Some, of course, are better than others. I yearn to know the person who penned this evocative line: “Write Me Some Words.” Before the info-tech, security side of my brain intervened, I was about to reply, “sure, spatula, picayune, bon vivant, polymath, bas relief, dibble-dabble, ciao, baby.”
Sometimes they treat little old me like I’m a great figure astride the world stage, some megalomaniacal leader of an outlaw south Asian nation: “Dave, You are The Dear One.” Who needs to click to get anything more after reading that? Or they want my advice: “Point Me Mistakes, Please.” Sure, mate, right after I tie me kangaroos down.
Without these random communications from the electronic ether I don’t know how I would make it through the day. My subscription to the now defunct Weekly World News used to do the trick. The supermarket tabloid ran stories on topics like seeing-eye ducks (“the best thing about them is they don’t chase cats”) and published exclusives such as “Sasquatch Names Palin to Ticket.” (Before getting your partisan bloomers in a knot, it turns out that the big lug opted for the intentionally hilarious Palin, Michael of Monty Python fame.)
As a writer myself, I know what my fellow scribes are going through. Sometimes you just hit the wall. Whoever sent me this sure must have hit on something, “Map, my office pointed.” Actually, I was tempted to click to see where this cryptic communication was heading. This live one just in: “[News] 49 Dollar LSAT, GMAT, GRE, Live Class.” That most definitely was not news to me.
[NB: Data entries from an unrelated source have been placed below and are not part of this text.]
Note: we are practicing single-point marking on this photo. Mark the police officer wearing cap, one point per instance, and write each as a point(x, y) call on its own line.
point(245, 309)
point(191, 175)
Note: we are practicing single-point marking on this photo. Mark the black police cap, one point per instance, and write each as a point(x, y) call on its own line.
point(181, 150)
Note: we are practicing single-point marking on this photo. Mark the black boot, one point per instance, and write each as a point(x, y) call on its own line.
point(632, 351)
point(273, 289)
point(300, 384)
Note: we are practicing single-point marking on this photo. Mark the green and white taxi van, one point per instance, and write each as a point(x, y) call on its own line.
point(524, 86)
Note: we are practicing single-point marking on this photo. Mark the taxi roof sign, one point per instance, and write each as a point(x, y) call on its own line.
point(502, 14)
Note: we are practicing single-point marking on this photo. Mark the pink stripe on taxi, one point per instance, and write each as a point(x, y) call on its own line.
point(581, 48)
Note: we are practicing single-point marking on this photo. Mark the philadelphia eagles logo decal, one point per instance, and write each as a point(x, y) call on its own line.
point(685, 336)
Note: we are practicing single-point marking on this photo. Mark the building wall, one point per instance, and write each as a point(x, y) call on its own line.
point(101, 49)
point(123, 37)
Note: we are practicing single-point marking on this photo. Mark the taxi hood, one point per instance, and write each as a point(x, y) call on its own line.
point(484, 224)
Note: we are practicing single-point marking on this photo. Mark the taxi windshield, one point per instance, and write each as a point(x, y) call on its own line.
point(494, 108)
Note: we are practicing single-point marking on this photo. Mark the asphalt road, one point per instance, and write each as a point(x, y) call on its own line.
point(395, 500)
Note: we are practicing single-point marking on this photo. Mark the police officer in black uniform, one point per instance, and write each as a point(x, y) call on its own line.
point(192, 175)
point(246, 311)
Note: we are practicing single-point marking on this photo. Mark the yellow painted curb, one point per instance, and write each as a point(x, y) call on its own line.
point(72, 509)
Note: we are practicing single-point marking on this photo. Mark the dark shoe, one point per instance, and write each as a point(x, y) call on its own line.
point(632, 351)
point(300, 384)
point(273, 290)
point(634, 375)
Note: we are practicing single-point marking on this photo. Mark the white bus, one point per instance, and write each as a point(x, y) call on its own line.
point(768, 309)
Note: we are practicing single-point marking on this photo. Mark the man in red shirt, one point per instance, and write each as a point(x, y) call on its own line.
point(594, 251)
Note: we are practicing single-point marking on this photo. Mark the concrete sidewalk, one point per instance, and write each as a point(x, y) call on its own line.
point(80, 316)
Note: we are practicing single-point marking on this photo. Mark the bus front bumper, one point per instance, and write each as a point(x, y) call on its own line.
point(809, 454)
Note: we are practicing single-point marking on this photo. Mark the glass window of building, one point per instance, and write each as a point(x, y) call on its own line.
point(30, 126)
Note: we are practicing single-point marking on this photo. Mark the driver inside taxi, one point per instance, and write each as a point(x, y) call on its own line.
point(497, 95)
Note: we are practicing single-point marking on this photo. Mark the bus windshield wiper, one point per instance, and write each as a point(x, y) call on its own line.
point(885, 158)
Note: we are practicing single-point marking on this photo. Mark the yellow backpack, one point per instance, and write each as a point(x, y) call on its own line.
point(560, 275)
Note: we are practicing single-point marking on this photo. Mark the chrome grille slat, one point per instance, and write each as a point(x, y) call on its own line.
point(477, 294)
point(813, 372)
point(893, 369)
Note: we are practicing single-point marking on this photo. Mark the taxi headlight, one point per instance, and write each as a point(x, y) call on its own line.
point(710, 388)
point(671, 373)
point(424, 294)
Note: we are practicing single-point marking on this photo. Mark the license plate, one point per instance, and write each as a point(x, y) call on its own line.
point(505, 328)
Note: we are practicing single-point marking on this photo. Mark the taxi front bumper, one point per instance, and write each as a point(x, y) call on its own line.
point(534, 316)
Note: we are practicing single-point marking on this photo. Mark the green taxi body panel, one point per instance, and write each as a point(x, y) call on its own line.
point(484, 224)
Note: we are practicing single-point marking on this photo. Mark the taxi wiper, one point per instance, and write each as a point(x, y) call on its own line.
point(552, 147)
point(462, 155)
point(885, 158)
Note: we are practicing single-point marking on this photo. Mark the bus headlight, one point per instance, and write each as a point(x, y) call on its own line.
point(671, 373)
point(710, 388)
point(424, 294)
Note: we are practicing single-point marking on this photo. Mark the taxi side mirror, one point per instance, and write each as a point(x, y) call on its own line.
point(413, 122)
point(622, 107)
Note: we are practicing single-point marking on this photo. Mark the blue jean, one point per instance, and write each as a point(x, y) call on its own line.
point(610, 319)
One day I would like to meet these great communicators face to face, perhaps at a Spam Convention somewhere in Indonesia. Sometimes names are included on the e-mails but they appear to be nom de plumes – like Domenica Molands, which sounds like something W.C. Fields would come up with.
Of course, you can always make an educated guess at authorship. I narrowed down “I Can’t Live Without You” to my Volvo mechanic.
On occasion, I have considered forwarding suspicious e-mails to Homeland Security. Take this one, for example: “44 Explosive Foreplay Techniques.” Leave it to the people who hate our freedom to come up with this despicable concept, the suicide lover.